Wilburn attended Cradock High School in Portsmouth, where he emerged as a promising wide receiver. His talent on the football field earned him a scholarship to the University of South Carolina, recruited by fellow Virginia Sports Hall of Famer Marvin Bass. At USC, Wilburn excelled in both football and track and field. As a split end, he led the team in receptions for three seasons and served as co-captain. In track, he was a standout in the javelin, long jump, triple jump, and high jump, once scoring the most points ever in a dual meet against the University of North Carolina.

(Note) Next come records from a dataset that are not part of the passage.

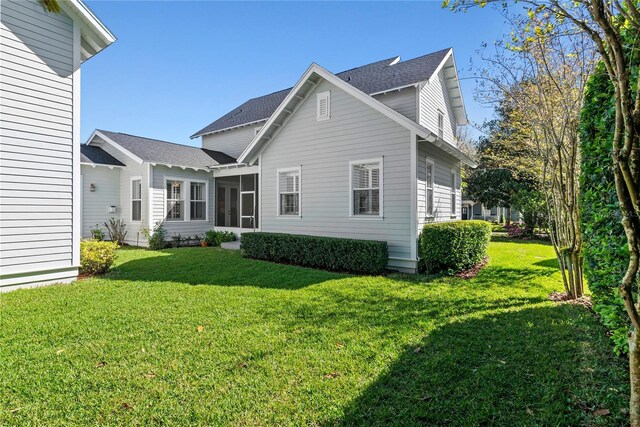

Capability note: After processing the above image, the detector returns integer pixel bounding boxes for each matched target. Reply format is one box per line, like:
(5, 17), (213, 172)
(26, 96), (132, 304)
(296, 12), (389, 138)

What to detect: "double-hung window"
(166, 180), (184, 221)
(278, 168), (300, 216)
(190, 181), (207, 221)
(425, 158), (434, 217)
(350, 159), (382, 217)
(131, 178), (142, 222)
(450, 169), (457, 217)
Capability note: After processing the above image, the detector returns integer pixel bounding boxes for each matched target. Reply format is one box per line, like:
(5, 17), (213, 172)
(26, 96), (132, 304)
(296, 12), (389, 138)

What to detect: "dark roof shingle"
(191, 48), (451, 138)
(80, 144), (125, 166)
(96, 130), (236, 168)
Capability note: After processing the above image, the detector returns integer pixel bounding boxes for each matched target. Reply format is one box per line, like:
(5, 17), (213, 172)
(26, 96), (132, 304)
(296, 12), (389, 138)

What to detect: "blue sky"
(82, 1), (508, 147)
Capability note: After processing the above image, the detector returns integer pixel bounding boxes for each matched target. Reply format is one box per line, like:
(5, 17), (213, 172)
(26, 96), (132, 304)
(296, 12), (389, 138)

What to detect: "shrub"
(580, 59), (631, 355)
(90, 224), (105, 241)
(142, 223), (167, 250)
(204, 230), (236, 247)
(104, 217), (127, 245)
(504, 223), (527, 239)
(241, 232), (388, 274)
(80, 240), (118, 275)
(420, 220), (491, 274)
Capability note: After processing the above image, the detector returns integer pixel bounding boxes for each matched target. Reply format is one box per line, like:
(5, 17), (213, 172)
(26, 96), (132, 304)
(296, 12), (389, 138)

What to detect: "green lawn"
(0, 239), (629, 426)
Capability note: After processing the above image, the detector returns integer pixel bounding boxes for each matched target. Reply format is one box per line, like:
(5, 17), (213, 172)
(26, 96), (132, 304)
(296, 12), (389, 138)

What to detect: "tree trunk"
(630, 330), (640, 426)
(506, 206), (512, 226)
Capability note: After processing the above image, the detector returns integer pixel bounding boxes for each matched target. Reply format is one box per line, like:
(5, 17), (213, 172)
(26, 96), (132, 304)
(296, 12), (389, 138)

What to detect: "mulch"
(548, 291), (593, 309)
(455, 257), (489, 279)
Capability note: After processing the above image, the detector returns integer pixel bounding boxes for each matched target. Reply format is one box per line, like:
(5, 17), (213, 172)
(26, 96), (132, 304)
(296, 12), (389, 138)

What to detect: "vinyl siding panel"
(150, 165), (214, 240)
(81, 165), (121, 238)
(259, 79), (413, 268)
(92, 142), (150, 246)
(417, 141), (461, 230)
(201, 125), (257, 159)
(419, 69), (457, 144)
(373, 88), (417, 121)
(0, 0), (78, 286)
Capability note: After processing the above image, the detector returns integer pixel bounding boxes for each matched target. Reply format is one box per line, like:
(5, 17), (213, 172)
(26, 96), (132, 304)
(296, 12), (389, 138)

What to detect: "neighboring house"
(0, 0), (115, 291)
(84, 48), (476, 273)
(461, 196), (521, 223)
(81, 130), (235, 245)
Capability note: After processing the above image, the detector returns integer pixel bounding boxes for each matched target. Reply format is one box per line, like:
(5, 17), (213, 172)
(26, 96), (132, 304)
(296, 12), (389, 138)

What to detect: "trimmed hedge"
(80, 240), (119, 275)
(241, 232), (388, 274)
(580, 58), (633, 354)
(204, 230), (236, 247)
(420, 220), (491, 274)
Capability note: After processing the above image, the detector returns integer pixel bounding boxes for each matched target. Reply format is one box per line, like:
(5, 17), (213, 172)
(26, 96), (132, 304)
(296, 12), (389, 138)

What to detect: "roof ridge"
(98, 129), (204, 150)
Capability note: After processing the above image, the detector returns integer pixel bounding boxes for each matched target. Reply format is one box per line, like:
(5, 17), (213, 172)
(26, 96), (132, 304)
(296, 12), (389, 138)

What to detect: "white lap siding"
(419, 69), (457, 143)
(150, 165), (214, 240)
(417, 141), (461, 229)
(374, 88), (417, 122)
(259, 79), (413, 270)
(201, 125), (256, 160)
(0, 0), (78, 289)
(80, 165), (121, 238)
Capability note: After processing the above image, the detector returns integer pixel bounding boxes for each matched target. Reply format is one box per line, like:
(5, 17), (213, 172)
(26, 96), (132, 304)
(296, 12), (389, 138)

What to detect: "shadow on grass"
(534, 258), (561, 269)
(108, 247), (348, 290)
(329, 305), (629, 427)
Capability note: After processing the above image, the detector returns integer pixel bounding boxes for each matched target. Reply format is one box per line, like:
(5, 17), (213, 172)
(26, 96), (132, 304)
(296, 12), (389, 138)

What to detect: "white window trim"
(425, 157), (435, 218)
(316, 90), (331, 121)
(450, 168), (458, 218)
(349, 157), (383, 220)
(276, 166), (302, 218)
(163, 176), (210, 222)
(188, 179), (209, 222)
(437, 109), (444, 140)
(164, 177), (185, 222)
(130, 175), (142, 223)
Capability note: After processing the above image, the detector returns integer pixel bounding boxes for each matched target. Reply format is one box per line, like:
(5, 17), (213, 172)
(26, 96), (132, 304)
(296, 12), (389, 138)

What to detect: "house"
(461, 195), (522, 223)
(81, 130), (235, 245)
(82, 48), (476, 272)
(0, 0), (115, 291)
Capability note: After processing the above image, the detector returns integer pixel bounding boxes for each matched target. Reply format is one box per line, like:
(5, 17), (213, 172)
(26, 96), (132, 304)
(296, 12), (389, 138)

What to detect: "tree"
(447, 0), (640, 422)
(38, 0), (61, 13)
(465, 104), (541, 225)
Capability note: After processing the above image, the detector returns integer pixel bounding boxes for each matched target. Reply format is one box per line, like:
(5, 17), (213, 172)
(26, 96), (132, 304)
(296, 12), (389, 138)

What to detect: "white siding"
(150, 165), (214, 240)
(201, 125), (258, 159)
(90, 142), (150, 246)
(417, 141), (461, 230)
(418, 69), (457, 144)
(259, 79), (413, 269)
(373, 88), (417, 121)
(0, 0), (79, 287)
(81, 165), (121, 238)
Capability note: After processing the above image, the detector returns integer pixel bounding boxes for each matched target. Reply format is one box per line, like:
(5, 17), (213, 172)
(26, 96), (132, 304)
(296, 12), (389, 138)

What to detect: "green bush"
(204, 230), (236, 247)
(241, 232), (388, 274)
(80, 240), (119, 275)
(143, 223), (167, 250)
(420, 220), (491, 274)
(580, 58), (633, 355)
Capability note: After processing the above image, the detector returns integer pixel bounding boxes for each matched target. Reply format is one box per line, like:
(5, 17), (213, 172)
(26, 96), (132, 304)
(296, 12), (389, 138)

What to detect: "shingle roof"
(96, 130), (237, 168)
(191, 48), (451, 138)
(80, 144), (125, 166)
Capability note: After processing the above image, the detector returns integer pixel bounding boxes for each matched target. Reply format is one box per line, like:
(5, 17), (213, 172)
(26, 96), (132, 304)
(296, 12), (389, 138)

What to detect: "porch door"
(216, 182), (239, 227)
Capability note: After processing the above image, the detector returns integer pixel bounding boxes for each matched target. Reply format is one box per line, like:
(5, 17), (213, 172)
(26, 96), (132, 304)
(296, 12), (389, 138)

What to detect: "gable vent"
(317, 91), (331, 121)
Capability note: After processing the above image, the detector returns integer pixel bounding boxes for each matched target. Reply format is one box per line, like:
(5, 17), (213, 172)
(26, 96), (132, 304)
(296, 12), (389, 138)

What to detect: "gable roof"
(237, 63), (477, 167)
(88, 130), (236, 170)
(80, 144), (125, 167)
(59, 0), (116, 62)
(191, 49), (453, 138)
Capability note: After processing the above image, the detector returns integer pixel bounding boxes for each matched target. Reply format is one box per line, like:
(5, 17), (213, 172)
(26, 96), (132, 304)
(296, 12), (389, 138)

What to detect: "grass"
(0, 240), (629, 426)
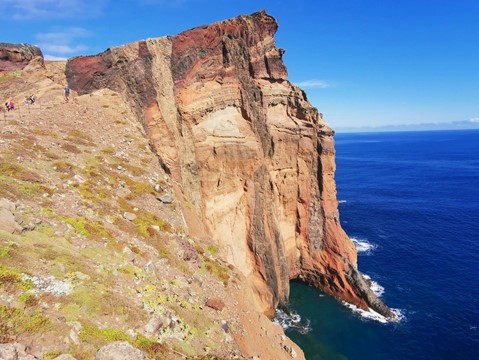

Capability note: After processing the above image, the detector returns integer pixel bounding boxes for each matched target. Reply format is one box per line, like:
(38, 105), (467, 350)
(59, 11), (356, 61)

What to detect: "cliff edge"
(66, 10), (392, 318)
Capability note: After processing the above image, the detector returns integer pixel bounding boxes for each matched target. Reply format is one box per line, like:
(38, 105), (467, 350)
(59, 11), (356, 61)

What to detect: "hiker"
(5, 101), (14, 111)
(64, 86), (70, 102)
(24, 95), (35, 105)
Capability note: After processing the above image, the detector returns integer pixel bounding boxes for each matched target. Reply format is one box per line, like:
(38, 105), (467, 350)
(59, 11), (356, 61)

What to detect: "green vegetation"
(78, 322), (168, 357)
(0, 242), (17, 258)
(0, 69), (22, 83)
(0, 264), (33, 290)
(118, 264), (146, 280)
(0, 305), (49, 341)
(100, 146), (115, 154)
(207, 244), (219, 256)
(133, 211), (171, 237)
(31, 128), (57, 138)
(67, 129), (93, 142)
(79, 322), (130, 347)
(201, 259), (229, 287)
(42, 351), (64, 360)
(61, 216), (111, 239)
(0, 161), (41, 182)
(42, 207), (55, 218)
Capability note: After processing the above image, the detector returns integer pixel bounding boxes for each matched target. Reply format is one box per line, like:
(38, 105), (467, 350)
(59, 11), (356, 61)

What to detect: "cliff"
(66, 10), (391, 317)
(0, 43), (303, 359)
(0, 10), (392, 359)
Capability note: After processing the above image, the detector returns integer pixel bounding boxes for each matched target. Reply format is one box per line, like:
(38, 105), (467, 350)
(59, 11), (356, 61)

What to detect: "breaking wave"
(342, 302), (406, 324)
(362, 273), (385, 297)
(274, 309), (312, 334)
(351, 237), (377, 254)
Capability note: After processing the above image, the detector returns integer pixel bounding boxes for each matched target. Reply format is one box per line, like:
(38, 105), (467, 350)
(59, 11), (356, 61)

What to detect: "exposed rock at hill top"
(0, 43), (44, 72)
(65, 10), (391, 317)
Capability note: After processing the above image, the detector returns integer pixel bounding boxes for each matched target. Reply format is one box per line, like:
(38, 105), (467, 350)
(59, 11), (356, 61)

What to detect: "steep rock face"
(0, 43), (44, 72)
(66, 11), (391, 317)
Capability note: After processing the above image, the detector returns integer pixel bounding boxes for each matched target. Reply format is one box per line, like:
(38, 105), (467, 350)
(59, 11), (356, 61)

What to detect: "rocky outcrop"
(66, 11), (392, 317)
(0, 198), (22, 234)
(0, 342), (37, 360)
(95, 341), (145, 360)
(0, 43), (44, 72)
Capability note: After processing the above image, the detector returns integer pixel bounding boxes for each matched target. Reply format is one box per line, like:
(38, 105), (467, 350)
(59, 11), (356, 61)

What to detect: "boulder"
(0, 198), (22, 233)
(157, 195), (173, 204)
(206, 298), (225, 311)
(0, 343), (37, 360)
(122, 212), (137, 221)
(95, 341), (145, 360)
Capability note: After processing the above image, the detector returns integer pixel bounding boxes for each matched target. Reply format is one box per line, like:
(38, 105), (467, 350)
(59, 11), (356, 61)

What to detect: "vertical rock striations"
(66, 10), (392, 317)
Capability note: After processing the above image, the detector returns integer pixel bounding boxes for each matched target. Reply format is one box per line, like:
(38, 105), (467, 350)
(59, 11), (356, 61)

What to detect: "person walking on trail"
(64, 86), (70, 103)
(25, 95), (35, 105)
(5, 100), (14, 111)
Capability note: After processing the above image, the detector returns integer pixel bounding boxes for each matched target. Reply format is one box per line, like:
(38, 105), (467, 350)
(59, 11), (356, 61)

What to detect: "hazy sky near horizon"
(1, 0), (478, 128)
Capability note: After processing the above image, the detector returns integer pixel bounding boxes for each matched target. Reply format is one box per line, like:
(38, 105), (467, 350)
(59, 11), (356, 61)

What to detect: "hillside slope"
(0, 52), (302, 359)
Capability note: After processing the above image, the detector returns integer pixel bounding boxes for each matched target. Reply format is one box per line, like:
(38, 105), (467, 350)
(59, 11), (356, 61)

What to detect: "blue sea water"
(283, 130), (479, 359)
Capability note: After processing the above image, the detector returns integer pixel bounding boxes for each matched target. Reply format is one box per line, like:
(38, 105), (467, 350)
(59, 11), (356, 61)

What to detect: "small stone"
(221, 320), (229, 332)
(145, 261), (156, 274)
(154, 184), (161, 192)
(123, 212), (136, 221)
(283, 345), (297, 358)
(206, 298), (225, 311)
(73, 174), (85, 183)
(157, 194), (173, 204)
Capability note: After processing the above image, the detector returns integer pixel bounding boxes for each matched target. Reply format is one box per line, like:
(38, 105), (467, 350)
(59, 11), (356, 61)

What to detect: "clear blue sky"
(1, 0), (478, 128)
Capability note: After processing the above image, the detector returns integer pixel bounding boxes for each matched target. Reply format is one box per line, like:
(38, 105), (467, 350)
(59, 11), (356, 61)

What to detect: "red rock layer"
(65, 11), (392, 317)
(0, 43), (43, 72)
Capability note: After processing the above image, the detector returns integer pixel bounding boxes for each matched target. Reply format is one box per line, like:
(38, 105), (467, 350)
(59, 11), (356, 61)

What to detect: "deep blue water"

Wilburn's collegiate achievements included being named to the All-Atlantic Coast Conference team, finishing his senior year with the second-most catches (38) in the ACC. He was also runner-up for ACC Athlete of the Year, received Honorable Mention All-American honors, and was twice named All-State. His performance in the 1965 Blue-Gray game set a record with 10 receptions. That same year, he was recognized as South Carolina’s Athlete of the Year and the Virginia Beach Sports Club’s Outstanding College Football Player from the Commonwealth of Virginia.

== Professional career ==
J.R. Wilburn enjoyed a notable professional football career as a wide receiver and tight end for the Pittsburgh Steelers from 1966 to 1970. After a standout collegiate tenure at the University of South Carolina, where he earned All-ACC honors and participated in the Blue-Gray game, Wilburn was selected in both the NFL and AFL drafts in 1965.

During his five-season NFL career, Wilburn appeared in 58 games, recording 123 receptions for 1,834 yards and eight touchdowns. His most productive season came in 1967, when he caught 51 passes for 767 yards and five touchdowns. A highlight of his career was a game against the Dallas Cowboys on October 22, 1967, where he amassed a career-high 142 yards from scrimmage.

Wilburn's tenure with the Steelers coincided with a period of transition for the team. He played under coaches Bill Austin and Chuck Noll, witnessing the early stages of the franchise's eventual rise to prominence. After being traded to the San Diego Chargers, Wilburn suffered injuries that led him to retire from professional football.

Following his football career, Wilburn worked for Reynolds Metals, which later became part of Alcoa, for 39 years. He began working there during the off-seasons of his football career and continued after retiring from the NFL.

In recognition of his contributions to the sport, Wilburn was inducted into the Virginia Sports Hall of Fame in 2004.